[arch-general] Why no git --depth=1 option for makepkg?
Hi I recently came across this closed feature request for a way to perform a shallow clone with makepkg. https://bugs.archlinux.org/task/52957 The closing comment was: Closed by Andrew Gregory (andrewgregory) Monday, 13 February 2017, 17:29 GMT-9 Reason for closing: Won't implement Additional comments about closing: This has been rejected numerous times: https://wiki.archlinux.org/index.php/Use r:Apg#makepkg:_shallow_git_clones Which provides a now dead link. Would anyone in the know be willing to explain why this feature is considered outside the scope of makepkg?
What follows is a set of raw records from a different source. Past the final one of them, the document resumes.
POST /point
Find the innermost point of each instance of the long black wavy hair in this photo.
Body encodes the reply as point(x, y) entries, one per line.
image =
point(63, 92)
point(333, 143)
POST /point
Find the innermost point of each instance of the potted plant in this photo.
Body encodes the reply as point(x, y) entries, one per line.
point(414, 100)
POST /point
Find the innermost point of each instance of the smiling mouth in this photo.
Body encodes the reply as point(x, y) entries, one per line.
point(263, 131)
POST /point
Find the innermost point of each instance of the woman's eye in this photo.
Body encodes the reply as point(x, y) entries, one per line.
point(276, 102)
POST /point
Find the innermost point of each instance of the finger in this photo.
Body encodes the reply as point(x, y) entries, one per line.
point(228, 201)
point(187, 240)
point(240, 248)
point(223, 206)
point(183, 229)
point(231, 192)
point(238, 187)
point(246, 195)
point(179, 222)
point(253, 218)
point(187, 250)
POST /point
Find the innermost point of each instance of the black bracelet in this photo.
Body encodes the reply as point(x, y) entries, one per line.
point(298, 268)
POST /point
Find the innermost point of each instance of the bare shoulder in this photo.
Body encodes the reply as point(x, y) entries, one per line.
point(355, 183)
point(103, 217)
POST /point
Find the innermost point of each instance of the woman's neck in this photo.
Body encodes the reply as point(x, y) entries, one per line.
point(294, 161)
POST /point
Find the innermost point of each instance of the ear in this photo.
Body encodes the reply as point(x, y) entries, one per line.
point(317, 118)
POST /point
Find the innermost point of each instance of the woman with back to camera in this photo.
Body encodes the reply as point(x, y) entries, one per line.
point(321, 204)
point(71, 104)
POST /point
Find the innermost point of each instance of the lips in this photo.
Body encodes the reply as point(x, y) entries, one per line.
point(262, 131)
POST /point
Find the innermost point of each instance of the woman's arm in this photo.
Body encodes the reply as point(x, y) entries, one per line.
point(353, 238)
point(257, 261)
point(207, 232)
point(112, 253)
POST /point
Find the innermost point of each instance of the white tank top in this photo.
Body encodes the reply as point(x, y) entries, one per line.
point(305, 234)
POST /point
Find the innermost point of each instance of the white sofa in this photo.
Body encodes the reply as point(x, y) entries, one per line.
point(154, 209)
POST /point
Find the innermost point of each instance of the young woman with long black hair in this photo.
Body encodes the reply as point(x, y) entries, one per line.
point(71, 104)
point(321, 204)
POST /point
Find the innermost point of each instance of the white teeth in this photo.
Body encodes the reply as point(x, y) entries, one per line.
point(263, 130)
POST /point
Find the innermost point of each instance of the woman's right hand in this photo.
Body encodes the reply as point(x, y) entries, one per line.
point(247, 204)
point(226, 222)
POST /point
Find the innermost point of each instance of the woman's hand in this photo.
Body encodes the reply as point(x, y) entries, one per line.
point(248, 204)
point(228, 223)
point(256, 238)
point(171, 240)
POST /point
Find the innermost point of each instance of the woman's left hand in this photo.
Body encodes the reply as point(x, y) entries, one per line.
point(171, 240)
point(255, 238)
Clearly if the developers aren't interested in the feature, well then they just won't want to support it. But if there is some rationale behind this I am curious about it. On one hand this is pure curiosity, but on the other hand, I use makepkg and the Arch packaging system multiple times per week so I like to understand the design and the intent. Thank you! Adam Levy (alaskanarcher)
It would be extremely nice to have shallow clone support for some packages. The Unreal git repo requires pulling down 20 gigabytes for a build, taking maybe a half hour each time. On Mar 3, 2018 1:53 AM, "Adam Levy via arch-general" < arch-general@archlinux.org> wrote:
Hi
I recently came across this closed feature request for a way to perform a shallow clone with makepkg.
https://bugs.archlinux.org/task/52957
The closing comment was: Closed by Andrew Gregory (andrewgregory) Monday, 13 February 2017, 17:29 GMT-9 Reason for closing: Won't implement Additional comments about closing: This has been rejected numerous times: https://wiki.archlinux.org/index.php/Use r:Apg#makepkg:_shallow_git_clones
Which provides a now dead link.
Would anyone in the know be willing to explain why this feature is considered outside the scope of makepkg?
Clearly if the developers aren't interested in the feature, well then they just won't want to support it. But if there is some rationale behind this I am curious about it. On one hand this is pure curiosity, but on the other hand, I use makepkg and the Arch packaging system multiple times per week so I like to understand the design and the intent.
Thank you! Adam Levy (alaskanarcher)
On 03/03/18 08:48, mike lojkovic via arch-general wrote:
It would be extremely nice to have shallow clone support for some packages. The Unreal git repo requires pulling down 20 gigabytes for a build, taking maybe a half hour each time.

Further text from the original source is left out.